Locarno 2017 : les cinéastes du présent
Festival de Locarno. Du 2 au 12 août 2017. Films en ligne jusqu'au 20 aout.
Il y a quelques jours, le festival de Locarno mettait en ligne dix des quinze films sélectionnés dans la section Cineasti del Presente, qui est au festival suisse ce que la Semaine de la Critique est au festival de Cannes : un rendez-vous consacré aux premiers et deuxièmes longs-métrages, qu’ils soient documentaires ou de fiction. Un vivier assez prometteur dans lequel il est encore possible de puiser jusqu’au dimanche 20 août sur le site Festivalscope, qui propose ces dix films gratuitement.

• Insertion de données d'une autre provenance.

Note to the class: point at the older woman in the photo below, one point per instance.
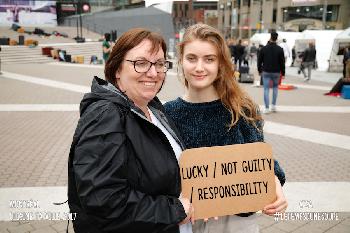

Dans cette section, le Léopard d’Or a été remis à 3/4, du Bulgare Ilian Metev, qui était passé par la Semaine de la Critique avec son premier film Sofia’s last ambulance. Le jury présidé par le cinéaste égyptien Yousry Nasrallah a distingué ce film qui n’est certes pas le plus singulier du lot, mais qui se révèle néanmoins être une chronique familiale élégamment dosée. Trois personnages : une ado consciencieuse qui prépare un concours de piano de haute volée, son jeune frère qui ne rate jamais une occasion de transformer la vie en jeu, et leur père, prof de physique qui peine à s’impliquer comme il le faudrait dans la gestion des angoisses de sa progéniture. Le quatrième quart dont le titre suggère l’absence, c’est une mère dont on ne parlera quasiment pas mais qui n’est plus de ce monde. Metev déroule un triple portrait délicat et racé, en insistant sur les deux enfants tout en utilisant le père comme un fil rouge venant appuyer à petites touches la photo de groupe assez poignante d’une famille dont on devine en filigrane qu’elle était bien plus équilibrée lorsqu’elle était au complet.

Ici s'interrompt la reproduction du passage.